„Ich wollte nicht einfach aufhören“ – Geraint Thomas enthüllt Plan, die Glanzzeiten der INEOS Grenadiers zurückzuholen

Radsport
Donnerstag, 27 November 2025 um 15:30
Geraint Thomas
Geraint Thomas hat zwar das Rad an den Nagel gehängt, doch leise verabschieden will er sich nicht, während Tadej Pogacar und UAE Team Emirates - XRG die Tour de France dominieren. In seiner neuen Rolle als Director of Racing bei INEOS Grenadiers formuliert der Toursieger von 2018 einen klaren, ambitionierten Auftrag: die Siegerkultur erneuern und das britische Team wieder in Position bringen, um nach Gelb zu greifen.
In der neuesten Folge seines Podcasts Watts Occurring mit Luke Rowe erklärte Thomas, dass ein Verbleib in der Organisation nie wirklich in Frage stand, wie auch die Bekanntgabe seiner neuen Funktion bestätigt.
„Ich bleibe beim Team, bleibe bei INEOS“, sagte er. „Aus meiner Sicht wollte ich nicht einfach aus dem Sport verschwinden.
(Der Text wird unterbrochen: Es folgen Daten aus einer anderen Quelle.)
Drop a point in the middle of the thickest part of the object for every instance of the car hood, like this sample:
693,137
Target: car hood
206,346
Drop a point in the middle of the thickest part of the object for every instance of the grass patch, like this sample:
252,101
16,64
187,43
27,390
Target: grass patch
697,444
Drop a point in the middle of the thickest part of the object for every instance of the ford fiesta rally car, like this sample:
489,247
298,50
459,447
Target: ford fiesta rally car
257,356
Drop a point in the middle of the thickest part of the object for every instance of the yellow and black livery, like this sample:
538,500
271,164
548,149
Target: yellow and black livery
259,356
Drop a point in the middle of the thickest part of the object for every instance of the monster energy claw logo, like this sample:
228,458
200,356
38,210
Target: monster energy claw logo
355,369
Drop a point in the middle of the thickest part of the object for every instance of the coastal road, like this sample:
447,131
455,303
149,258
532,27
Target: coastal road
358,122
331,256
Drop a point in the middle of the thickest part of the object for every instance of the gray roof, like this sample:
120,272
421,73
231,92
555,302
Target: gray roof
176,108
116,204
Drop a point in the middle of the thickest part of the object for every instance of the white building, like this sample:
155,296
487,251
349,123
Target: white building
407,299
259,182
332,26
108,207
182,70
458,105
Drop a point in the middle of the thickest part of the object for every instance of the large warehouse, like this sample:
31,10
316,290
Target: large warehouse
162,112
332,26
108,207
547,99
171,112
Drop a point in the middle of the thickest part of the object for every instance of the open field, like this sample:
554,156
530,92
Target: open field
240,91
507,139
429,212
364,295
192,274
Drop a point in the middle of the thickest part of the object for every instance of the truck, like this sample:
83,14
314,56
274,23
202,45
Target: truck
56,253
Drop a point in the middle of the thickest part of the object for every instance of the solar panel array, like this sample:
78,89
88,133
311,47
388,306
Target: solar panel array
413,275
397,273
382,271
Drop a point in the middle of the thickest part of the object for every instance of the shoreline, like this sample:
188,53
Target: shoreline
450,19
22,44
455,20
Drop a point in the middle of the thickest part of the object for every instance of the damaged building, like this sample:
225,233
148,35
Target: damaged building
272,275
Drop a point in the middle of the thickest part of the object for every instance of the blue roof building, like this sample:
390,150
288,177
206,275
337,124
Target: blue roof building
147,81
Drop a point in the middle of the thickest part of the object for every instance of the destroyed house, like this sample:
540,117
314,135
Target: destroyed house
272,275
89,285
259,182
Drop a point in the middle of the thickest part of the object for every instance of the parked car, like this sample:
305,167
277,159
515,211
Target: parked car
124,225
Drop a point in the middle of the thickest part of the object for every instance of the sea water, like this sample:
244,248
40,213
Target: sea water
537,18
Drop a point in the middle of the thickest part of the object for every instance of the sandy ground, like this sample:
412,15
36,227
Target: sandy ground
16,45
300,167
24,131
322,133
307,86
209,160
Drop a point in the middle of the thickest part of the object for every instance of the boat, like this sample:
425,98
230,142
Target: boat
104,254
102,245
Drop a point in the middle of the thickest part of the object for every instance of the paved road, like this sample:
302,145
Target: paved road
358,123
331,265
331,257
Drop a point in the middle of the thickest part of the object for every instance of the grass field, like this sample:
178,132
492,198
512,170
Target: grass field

Ich liebe den Radsport immer noch, ich fahre auch weiterhin gern Rad. Ich habe viele gute Freunde im Team und will sehen, wie die Mannschaft wieder ganz nach oben kommt.“
Statt in den Ruhestand zu gleiten, steigt Thomas direkt ins Herz des sportlichen Projekts der Grenadiers ein – und, entscheidend, er hat das große Ziel bereits klar markiert.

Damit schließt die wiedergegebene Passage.